Cabesang Tales dijo que las alhajas de su hija habían sido vendidas y las que quedaban no valían nada.
—¿Y el relicario de María Clara? preguntó Sinang.
—¡Es verdad! exclamó el hombre, y un momento sus ojos brillaron.
—Es un relicario con brillantes y esmeraldas, dijo Sinang al joyero; mi amiga lo usaba antes de entrar de monja.
Simoun no contestó: seguía ansioso con la vista á Cabesang Tales.
Despues de abrir varios cajones dió con la alhaja. Contemplólo Simoun detenidamente, lo abrió y lo cerró repetidas veces: era el mismo relicario que María Clara llevaba en la fiesta de San Diego y que en un movimiento de compasion había dado á un lazarino.

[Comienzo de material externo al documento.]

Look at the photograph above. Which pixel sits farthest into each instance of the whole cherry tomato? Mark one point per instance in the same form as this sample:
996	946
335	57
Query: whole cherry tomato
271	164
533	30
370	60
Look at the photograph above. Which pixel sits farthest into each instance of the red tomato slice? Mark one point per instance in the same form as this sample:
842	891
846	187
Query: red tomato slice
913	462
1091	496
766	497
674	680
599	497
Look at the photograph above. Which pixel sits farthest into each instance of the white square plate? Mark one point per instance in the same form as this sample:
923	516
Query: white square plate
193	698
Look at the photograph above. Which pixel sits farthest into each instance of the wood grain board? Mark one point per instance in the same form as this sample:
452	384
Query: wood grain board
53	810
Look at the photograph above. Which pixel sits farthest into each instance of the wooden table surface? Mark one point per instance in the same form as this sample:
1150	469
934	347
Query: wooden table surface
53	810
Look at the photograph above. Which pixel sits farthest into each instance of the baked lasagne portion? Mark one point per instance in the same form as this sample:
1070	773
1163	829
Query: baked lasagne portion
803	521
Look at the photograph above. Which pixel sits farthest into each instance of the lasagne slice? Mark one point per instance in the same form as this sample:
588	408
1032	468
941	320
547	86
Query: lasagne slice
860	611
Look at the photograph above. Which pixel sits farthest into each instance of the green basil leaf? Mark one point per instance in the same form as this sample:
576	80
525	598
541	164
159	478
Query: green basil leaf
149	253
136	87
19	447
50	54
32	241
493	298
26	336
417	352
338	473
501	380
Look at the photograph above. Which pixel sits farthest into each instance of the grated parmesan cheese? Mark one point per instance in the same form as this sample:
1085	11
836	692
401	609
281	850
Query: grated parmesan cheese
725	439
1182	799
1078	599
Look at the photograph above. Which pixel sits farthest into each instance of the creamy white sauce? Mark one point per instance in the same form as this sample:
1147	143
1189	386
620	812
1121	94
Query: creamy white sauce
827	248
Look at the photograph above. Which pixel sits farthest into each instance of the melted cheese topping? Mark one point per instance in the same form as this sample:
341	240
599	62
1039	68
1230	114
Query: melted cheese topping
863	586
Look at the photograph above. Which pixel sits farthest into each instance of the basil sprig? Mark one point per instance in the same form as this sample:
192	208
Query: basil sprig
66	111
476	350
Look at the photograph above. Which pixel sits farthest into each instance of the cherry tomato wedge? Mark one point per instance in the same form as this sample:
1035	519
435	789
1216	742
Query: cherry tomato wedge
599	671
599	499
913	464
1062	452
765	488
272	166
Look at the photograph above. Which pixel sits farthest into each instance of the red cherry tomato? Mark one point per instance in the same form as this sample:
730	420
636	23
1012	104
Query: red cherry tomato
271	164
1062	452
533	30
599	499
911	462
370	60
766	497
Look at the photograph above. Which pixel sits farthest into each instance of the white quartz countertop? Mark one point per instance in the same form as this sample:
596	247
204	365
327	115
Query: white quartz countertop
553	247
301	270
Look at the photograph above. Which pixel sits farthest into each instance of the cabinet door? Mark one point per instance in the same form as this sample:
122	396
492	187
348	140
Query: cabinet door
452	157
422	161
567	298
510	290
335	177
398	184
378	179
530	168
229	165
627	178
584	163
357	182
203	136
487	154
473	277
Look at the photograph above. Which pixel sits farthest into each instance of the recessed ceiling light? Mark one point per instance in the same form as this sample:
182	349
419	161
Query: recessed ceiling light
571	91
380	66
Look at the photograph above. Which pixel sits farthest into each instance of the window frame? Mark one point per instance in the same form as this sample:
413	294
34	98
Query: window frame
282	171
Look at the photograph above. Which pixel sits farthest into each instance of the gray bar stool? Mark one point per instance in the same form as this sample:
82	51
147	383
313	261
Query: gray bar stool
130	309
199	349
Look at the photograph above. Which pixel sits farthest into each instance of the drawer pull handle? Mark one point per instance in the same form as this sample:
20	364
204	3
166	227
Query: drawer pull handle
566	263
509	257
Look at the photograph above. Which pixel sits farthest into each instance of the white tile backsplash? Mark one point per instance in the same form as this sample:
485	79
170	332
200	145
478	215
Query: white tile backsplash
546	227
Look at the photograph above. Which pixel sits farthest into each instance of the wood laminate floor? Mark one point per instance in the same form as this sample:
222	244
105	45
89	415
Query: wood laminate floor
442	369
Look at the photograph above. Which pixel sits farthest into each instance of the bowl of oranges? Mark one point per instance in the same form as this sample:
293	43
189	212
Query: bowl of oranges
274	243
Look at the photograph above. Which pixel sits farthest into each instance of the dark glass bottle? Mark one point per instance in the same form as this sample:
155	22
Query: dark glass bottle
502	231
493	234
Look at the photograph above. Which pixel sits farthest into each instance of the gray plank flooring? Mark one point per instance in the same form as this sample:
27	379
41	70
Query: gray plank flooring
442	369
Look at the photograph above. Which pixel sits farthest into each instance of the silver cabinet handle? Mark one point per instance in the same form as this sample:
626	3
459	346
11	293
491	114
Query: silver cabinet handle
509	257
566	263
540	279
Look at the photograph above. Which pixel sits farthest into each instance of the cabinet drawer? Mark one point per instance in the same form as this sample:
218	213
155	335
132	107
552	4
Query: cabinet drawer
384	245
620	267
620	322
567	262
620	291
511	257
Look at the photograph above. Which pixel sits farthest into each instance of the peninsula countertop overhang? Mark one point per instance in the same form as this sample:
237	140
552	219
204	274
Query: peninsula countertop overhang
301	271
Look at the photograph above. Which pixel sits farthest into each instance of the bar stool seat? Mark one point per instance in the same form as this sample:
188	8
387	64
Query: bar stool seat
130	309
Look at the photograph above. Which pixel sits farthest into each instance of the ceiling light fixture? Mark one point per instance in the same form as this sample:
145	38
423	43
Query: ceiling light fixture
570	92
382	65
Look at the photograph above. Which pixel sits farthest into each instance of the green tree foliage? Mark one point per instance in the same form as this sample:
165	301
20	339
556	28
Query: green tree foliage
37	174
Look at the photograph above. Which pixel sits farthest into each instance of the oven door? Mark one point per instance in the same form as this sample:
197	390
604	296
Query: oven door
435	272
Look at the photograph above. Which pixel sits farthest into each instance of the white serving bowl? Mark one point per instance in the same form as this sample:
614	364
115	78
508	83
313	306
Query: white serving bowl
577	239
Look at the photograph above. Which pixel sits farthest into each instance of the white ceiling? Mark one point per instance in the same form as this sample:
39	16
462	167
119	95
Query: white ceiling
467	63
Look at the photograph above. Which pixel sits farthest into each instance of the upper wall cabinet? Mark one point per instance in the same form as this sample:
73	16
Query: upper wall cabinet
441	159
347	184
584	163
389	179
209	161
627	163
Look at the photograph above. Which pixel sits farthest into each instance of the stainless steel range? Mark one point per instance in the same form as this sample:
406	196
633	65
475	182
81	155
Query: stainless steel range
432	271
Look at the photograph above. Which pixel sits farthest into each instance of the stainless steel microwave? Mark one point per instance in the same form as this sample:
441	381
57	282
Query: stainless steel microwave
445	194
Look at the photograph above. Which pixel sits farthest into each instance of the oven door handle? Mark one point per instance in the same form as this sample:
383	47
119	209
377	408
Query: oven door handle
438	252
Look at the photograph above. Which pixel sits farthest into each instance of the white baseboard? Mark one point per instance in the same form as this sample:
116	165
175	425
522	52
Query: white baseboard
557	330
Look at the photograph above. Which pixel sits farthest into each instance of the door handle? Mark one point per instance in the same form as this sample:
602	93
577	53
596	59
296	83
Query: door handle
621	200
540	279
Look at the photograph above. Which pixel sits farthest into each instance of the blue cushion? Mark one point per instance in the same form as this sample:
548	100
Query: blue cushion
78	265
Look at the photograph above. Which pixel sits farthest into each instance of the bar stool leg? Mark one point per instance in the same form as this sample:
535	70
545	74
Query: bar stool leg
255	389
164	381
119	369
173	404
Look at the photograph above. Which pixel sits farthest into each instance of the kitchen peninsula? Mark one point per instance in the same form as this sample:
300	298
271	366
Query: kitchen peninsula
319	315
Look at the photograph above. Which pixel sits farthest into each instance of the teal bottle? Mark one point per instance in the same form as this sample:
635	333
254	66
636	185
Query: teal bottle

—Me gusta la forma, dijo Simoun, ¿cuánto quiere usted por ella?
Cabesang Tales se rascó la cabeza perplejo, despues la oreja y miró á las mujeres.
—Tengo un capricho por ese relicario, repitió Simoun; quiere usted ciento... ¿quinientos pesos? ¿Quiere usted cambiarlo con otro? ¡Escoja usted lo que quiera!
Cabesang Tales estaba silencioso, y miraba embobado á Simoun como si dudase de lo que oía.